The Head of Northern Ireland’s Civil Service, Dr. Malcolm McKibbin, spoke recently at a conference on innovation in Northern Ireland, organised by NESTA, a UK-wide think tank. He said politicians were urging civil servants to press forward with delivery of projects that would encourage job creation and economic growth. The basis for this pressure, he said, was because the electorate will judge politicians on said delivery. That might be the case in Stockholm or Vancouver. It is not so in Northern Ireland.

The political system is comprised of tribal blocks, both representing closed ideologies. Neither side is receptive to fresh ideas; parties balk at ideas that challenge or undermine the section of the community they represent. Speaking at the same event, a Board Member of Invest NI, the region’s economic development agency, said that innovation is based on curiosity. You would be hard pressed to find two less curious tribes than Ulster’s Unionists and Nationalists.

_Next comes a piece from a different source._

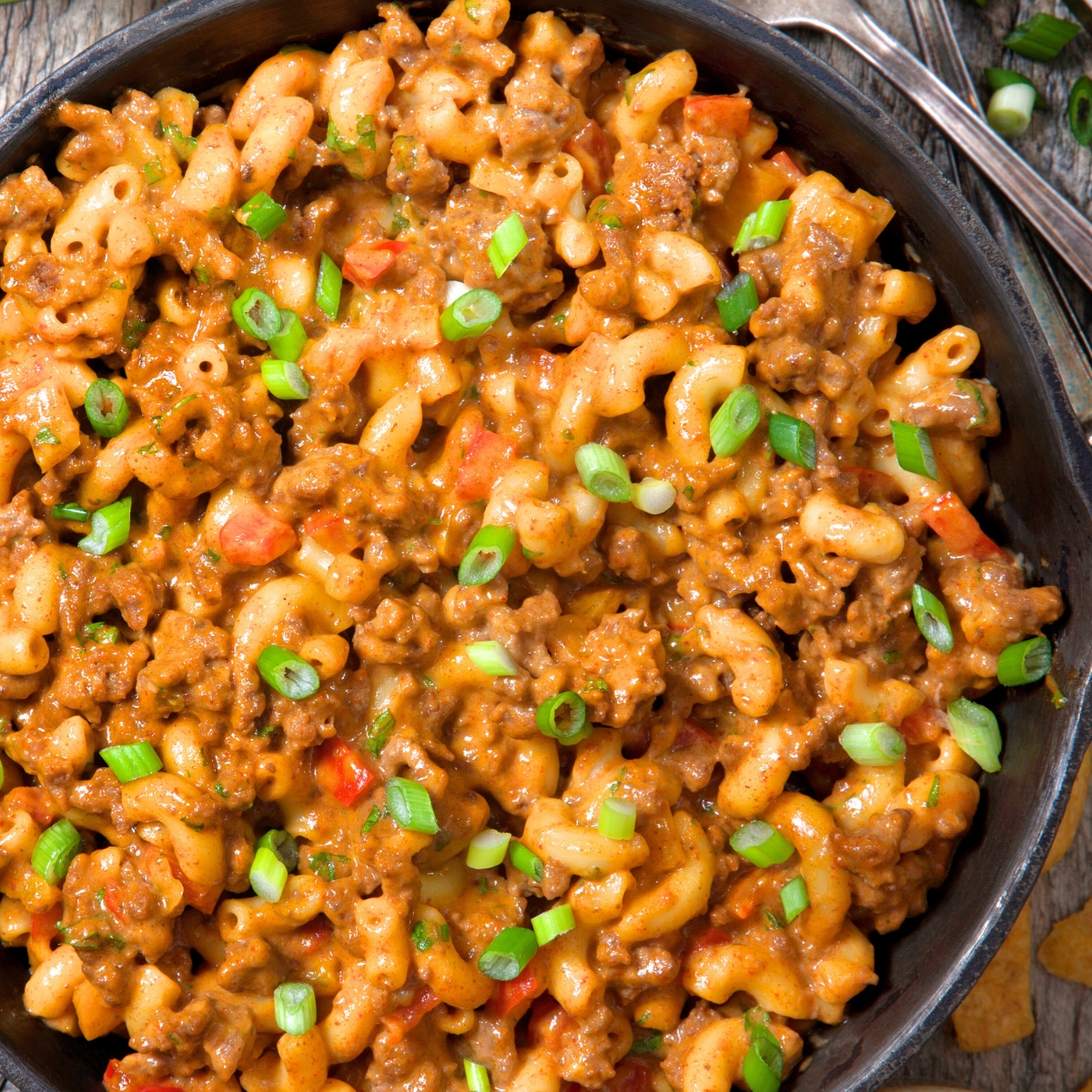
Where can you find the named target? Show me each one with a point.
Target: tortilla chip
(1073, 817)
(1067, 951)
(998, 1010)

Northern Ireland’s political and business elite specialises in a circular conversation. Dissent is not especially welcome, and outside influences are often distrusted. There are always one and a half eyes on identity politics. Symbolism usually trumps substance. One prominent business man voiced the frustration of many when he launched a scathing attack on the dysfunction of the Northern Ireland Executive.

Politicians today announced the latest in a series of proposals to tackle division in Northern Ireland. Some estimates put the cost of duplicating services such as schools and leisure centres in neighbouring communities at £1.5bn. That is more than a tenth of Northern Ireland’s budget.

Among the proposals are work placements for 10,000 unemployed young people and a pledge to remove so-called “peace walls” by 2023. Nursery school children are to get a cross-community buddy. Gone are the days of a strategy to deal with division; all that is left are piecemeal and uncoordinated proposals.

Yet, when first mooted two weeks ago, the argument was not about the policies’ lack of ambition. It was, instead, about the ugly development process. Responding to displeased ministerial colleagues, frustrated at their exclusion, one Sinn Fein minister blurted out, “So what?”

A “shared future”, the supposed end goal of the original push to develop a strategy for reconciliation, was always woolly. In a place like Northern Ireland, it meant all things to all people. Most dangerously of all, it had become the height of ambition for the region. Other places take living together for granted and focus on more important things.

Part of the push for a comprehensive strategy was to deal effectively with the most contentious issues. Flags, parades and the legacy of the past stir up hardened opinions. No agreement has so far been possible. Hopes and expectations for a solution fall now on a working party, with a December deadline for agreement.

Few people doubt the need for economic “rebalancing” in Northern Ireland. Innovation has been identified as a way to power the growth of the region’s tiny private sector, but less than a third of companies currently undertake any R&D activity.

It is too easy to say that innovation and creativity will be economic saviours. Behind the platitudes there needs to be a robust and realistic framework for how innovation can spur economic growth. An honest debate about the obstacles to economic change in Northern Ireland is urgently needed. The political system must be top of the list.

At a time when other regions of the world are focused on how to engender economic growth, Northern Ireland is once again facing a summer of uncertainty. Unproductive navel gazing is indicative of the region’s failure to grasp that it has to work for a future that is prosperous and innovative. Events such as the NESTA roadshow, a masterclass in smug introspection, hinder rather than help.

The political system is neither mature nor sophisticated enough to deal with a sustained challenge brought about by flags, parades or the past. The ostriches might well do a better job.